A doxorubicin-containing regimen, such as ABVD or ABVD alternating with MOPP, is the treatment of choice for patients presenting with stage III or IV disease, as demonstrated by a randomized phase III trial undertaken by the Cancer and Leukemia Group B (CALGB).
ABVD: doxorubicin + bleomycin + vinblastine + dacarbazine.
MOPP: mechlorethamine + vincristine + procarbazine + prednisone.
This trial showed higher complete response rates with ABVD and ABVD/MOPP (82% and 83%, respectively) than with MOPP alone (65%).
Up to one-third of patients with stage III or IV disease will relapse, usually within the first 3 years after therapy.

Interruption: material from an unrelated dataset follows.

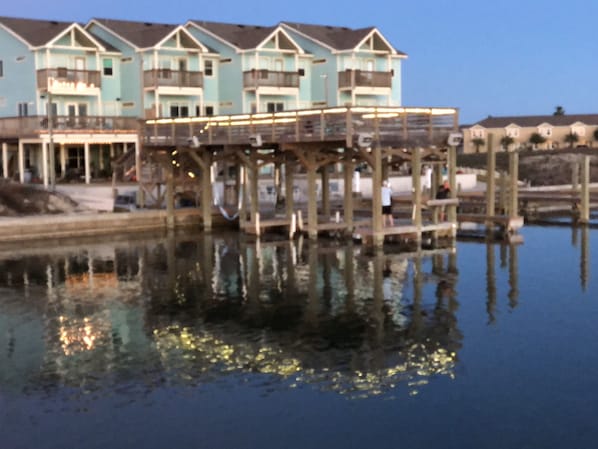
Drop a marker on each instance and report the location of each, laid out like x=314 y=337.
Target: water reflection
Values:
x=191 y=310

For patients who experience a relapse after initial combination chemotherapy, prognosis is determined more by the duration of the first remission than by the specific induction or salvage combination chemotherapy regimen.

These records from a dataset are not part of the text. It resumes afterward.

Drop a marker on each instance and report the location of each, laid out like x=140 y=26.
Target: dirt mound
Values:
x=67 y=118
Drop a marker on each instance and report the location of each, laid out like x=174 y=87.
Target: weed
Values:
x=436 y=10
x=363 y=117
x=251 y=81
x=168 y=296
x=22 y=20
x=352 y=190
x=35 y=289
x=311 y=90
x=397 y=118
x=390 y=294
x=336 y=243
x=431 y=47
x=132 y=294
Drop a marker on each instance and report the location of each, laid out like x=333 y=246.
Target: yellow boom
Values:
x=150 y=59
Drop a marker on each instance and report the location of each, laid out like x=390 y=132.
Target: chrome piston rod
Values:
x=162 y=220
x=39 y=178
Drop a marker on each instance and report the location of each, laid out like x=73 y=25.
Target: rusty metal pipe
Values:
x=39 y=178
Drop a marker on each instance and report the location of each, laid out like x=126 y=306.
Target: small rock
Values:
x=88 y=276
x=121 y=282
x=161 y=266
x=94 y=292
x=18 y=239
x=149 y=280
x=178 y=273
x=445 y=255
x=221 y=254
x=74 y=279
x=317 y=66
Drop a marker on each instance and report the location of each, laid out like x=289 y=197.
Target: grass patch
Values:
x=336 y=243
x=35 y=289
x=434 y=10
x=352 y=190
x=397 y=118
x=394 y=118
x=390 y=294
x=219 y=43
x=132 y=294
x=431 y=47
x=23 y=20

Patients whose initial remission after chemotherapy was longer than 1 year (late relapse) have long-term survivals with salvage chemotherapy of 22% to 71%.
Patients whose initial remission after chemotherapy was shorter than 1 year (early relapse) do much worse and have long-term survivals of 11% to 46%.

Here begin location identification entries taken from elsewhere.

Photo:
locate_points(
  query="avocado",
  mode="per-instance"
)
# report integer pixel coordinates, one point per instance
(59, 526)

In addition to duration after remission, resistant disease (see below), the presence B symptoms at relapse and extranodal disease are significant prognostic factors.
A variety of treatment regimens have been used for patients with relapsed Hodgkin’s disease. In addition to MOPP or ABVD in patients who received the opposite regimen initially, a number of other treatments have been used:
BEACOPP: bleomycin + etoposide + doxorubicin + cyclophosphamide + vincristine + procarbazine + prednisone.
COPP/ABVD: cyclophosphamide + vincristine + procarbazine + prednisone/doxorubicin + bleomycin + vinblastine + dacarbazine.
Stanford V: doxorubicin + vinblastine + mechlorethamine + etoposide + vincristine + bleomycin + prednisone.
MINE: mitoxantrone + ifosfamide + etoposide.